Ground Steak

To two pounds of ground round or sirloin, work in three tablespoons of tomato paste, a teaspoon of Worcestershire sauce, and a well-beaten egg. Form into patties and grill or broil.

Salisbury Steak

When I was growing up in small-town Mississippi in the 1960s, TV dinners were a treat, something different from home-cooked, not better, really, just exotic, some indication that progress had come to the stagnant backwater of Bruce, Mississippi, if only by way of convenience foods. Frozen pizza held a similar glamour.

For a little over a dollar, we could buy fried chicken, meatloaf, or turkey and dressing with piped-in potatoes and neon peas in a space-age metal container, heat it in the oven, and eat them on the sheet-pan fold-away TV tables. I remember eating one the first time I saw “It’s the Great Pumpkin, Charlie Brown.” I was eight.

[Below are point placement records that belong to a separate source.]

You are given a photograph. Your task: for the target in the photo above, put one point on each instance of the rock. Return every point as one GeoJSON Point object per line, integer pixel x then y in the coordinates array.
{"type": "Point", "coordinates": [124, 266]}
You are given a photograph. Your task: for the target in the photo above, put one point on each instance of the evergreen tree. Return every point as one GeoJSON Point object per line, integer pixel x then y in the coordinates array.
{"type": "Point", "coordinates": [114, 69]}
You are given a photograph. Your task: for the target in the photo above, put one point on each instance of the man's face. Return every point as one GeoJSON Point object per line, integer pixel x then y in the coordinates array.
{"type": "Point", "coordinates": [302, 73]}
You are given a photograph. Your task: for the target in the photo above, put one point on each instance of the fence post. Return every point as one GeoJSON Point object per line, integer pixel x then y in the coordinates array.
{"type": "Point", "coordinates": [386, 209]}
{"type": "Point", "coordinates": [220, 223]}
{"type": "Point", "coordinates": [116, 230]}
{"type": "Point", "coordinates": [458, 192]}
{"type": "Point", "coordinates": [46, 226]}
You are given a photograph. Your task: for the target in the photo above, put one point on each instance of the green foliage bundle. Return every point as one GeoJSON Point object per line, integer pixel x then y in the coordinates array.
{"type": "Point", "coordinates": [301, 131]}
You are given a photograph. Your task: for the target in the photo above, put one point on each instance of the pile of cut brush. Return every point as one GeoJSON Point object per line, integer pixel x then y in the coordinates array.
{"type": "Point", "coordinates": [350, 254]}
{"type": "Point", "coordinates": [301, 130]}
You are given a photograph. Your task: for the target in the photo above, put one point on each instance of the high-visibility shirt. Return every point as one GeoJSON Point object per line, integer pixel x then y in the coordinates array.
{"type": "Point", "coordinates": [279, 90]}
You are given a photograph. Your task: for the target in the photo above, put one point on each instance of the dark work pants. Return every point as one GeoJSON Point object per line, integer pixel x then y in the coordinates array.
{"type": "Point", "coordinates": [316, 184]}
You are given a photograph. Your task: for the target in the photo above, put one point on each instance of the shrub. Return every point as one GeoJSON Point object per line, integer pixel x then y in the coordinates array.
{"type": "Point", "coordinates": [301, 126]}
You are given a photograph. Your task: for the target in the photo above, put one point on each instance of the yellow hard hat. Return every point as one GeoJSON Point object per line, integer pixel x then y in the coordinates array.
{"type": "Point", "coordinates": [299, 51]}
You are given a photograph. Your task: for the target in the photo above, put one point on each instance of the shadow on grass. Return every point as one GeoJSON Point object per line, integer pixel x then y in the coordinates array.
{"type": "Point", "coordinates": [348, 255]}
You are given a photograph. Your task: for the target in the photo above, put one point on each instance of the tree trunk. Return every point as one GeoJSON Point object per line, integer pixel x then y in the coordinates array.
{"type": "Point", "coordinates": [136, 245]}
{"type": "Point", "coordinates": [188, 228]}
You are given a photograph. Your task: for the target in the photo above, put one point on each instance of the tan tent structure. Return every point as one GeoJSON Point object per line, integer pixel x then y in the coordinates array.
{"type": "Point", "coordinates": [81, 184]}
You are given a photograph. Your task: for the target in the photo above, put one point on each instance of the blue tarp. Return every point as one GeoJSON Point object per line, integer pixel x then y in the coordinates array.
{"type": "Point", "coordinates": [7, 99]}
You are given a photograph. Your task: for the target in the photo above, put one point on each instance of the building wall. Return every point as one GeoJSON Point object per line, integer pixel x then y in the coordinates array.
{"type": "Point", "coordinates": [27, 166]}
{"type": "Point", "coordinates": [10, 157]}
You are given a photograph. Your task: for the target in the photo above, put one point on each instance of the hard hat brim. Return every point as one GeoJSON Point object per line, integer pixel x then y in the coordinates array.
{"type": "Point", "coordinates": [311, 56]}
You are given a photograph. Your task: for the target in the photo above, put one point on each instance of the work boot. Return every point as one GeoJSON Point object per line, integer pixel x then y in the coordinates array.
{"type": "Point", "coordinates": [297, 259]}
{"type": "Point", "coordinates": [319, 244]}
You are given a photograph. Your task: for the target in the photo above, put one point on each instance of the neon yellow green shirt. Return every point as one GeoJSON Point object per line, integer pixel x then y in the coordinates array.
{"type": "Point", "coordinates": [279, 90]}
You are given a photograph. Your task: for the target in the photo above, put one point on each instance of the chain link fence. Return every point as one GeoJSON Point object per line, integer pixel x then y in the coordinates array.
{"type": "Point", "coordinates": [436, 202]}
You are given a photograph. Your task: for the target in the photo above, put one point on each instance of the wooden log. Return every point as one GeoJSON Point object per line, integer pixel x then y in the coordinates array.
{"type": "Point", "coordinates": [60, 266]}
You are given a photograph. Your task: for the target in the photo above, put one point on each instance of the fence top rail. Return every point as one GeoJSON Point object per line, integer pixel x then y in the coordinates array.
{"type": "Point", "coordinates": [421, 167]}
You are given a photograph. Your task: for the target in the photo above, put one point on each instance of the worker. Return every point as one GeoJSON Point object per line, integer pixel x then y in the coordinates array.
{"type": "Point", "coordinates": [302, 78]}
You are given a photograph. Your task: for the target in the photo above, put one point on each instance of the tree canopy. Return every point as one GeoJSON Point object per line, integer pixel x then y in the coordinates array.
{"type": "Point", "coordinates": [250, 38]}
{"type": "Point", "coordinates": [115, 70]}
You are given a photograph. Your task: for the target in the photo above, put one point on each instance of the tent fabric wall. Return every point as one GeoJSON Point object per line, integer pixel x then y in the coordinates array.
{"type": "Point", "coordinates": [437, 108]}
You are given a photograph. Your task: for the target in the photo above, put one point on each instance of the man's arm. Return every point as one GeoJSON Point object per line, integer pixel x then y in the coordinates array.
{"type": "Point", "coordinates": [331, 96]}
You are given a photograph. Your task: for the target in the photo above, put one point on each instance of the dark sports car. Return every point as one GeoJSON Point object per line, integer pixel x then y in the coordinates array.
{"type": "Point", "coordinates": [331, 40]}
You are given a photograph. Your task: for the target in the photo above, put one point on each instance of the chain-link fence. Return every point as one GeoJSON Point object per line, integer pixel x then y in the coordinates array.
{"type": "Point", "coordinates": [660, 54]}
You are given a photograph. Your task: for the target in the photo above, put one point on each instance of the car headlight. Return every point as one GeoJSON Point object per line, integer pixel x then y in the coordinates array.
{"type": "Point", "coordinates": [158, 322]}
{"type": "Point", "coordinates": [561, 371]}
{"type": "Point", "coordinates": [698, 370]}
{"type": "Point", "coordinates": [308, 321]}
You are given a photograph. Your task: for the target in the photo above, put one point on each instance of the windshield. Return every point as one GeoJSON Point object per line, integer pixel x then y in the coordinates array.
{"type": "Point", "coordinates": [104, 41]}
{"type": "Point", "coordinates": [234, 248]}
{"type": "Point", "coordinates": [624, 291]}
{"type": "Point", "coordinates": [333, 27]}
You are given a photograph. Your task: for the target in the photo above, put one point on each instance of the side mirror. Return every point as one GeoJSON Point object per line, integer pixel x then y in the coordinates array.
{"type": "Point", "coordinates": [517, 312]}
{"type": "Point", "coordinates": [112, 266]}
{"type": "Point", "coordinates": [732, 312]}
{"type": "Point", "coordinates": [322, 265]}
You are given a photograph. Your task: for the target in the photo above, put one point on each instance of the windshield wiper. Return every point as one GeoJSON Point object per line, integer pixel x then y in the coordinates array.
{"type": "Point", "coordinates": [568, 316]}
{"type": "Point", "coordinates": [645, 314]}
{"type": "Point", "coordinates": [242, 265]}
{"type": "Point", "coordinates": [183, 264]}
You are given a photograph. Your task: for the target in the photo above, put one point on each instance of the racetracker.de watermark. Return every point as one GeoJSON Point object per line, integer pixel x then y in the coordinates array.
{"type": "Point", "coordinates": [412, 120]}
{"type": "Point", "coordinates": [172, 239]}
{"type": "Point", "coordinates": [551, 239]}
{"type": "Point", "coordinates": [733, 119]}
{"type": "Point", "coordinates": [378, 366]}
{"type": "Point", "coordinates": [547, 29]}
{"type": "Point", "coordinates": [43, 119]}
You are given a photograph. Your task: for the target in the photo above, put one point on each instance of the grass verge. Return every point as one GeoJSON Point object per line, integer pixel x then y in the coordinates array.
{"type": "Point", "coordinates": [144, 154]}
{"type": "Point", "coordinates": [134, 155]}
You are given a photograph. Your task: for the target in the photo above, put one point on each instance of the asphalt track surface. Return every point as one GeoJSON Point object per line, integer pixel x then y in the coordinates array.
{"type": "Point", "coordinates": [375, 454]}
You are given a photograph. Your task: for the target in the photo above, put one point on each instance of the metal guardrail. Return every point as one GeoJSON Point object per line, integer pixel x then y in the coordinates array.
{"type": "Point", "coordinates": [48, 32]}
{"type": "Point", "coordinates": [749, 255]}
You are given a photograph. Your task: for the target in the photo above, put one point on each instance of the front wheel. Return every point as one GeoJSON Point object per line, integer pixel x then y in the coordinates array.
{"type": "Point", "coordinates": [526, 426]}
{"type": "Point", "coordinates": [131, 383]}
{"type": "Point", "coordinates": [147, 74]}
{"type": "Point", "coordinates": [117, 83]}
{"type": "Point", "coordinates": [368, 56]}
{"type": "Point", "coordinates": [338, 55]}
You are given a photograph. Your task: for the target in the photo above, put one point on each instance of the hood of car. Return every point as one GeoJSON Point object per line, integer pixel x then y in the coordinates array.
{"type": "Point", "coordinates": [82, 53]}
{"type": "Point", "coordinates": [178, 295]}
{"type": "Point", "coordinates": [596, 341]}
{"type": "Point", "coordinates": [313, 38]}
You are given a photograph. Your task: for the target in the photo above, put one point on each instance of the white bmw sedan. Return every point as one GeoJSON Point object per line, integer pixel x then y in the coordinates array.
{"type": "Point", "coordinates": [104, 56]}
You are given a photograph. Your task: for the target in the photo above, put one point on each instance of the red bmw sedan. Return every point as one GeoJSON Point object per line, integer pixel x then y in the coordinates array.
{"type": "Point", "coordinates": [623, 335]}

My favorite was the fried chicken, but brother Tom’s was Salisbury steak (as close as he could get to a hamburger). It’s named for James Salisbury, one of those impressive food faddists of the late 19th century whose ranks include Kellogg, Post, and Mary Grove Nichols (by far the coolest of this three.)

Salisbury advocated the same low-carb diet as Tarnower and Atkins (known now as paleo), his being very much meat-centered. Salisbury’s version of a “lean beef cake,” calls for meat “from the centre of the round” procured from “well-fatted animals that are from four to six years old,” but any lean is good.

For a pound of beef, add a quarter cup bread crumbs, and if you don’t have any of those little-bitty cans of tomato sauce, work in a generous squirt or two of ketchup along with a good dusting of black pepper. Don’t over-work the meat. Form into no more than four cakes about an inch thick. Cook in a low oven to medium well.

While this recommendation doesn’t fit the doctor’s diet, my optimal serving of Salisbury steak requires mushroom gravy (a light one), creamed potatoes with a little pitty-pat of butter, and green peas, just like Mother Swanson served.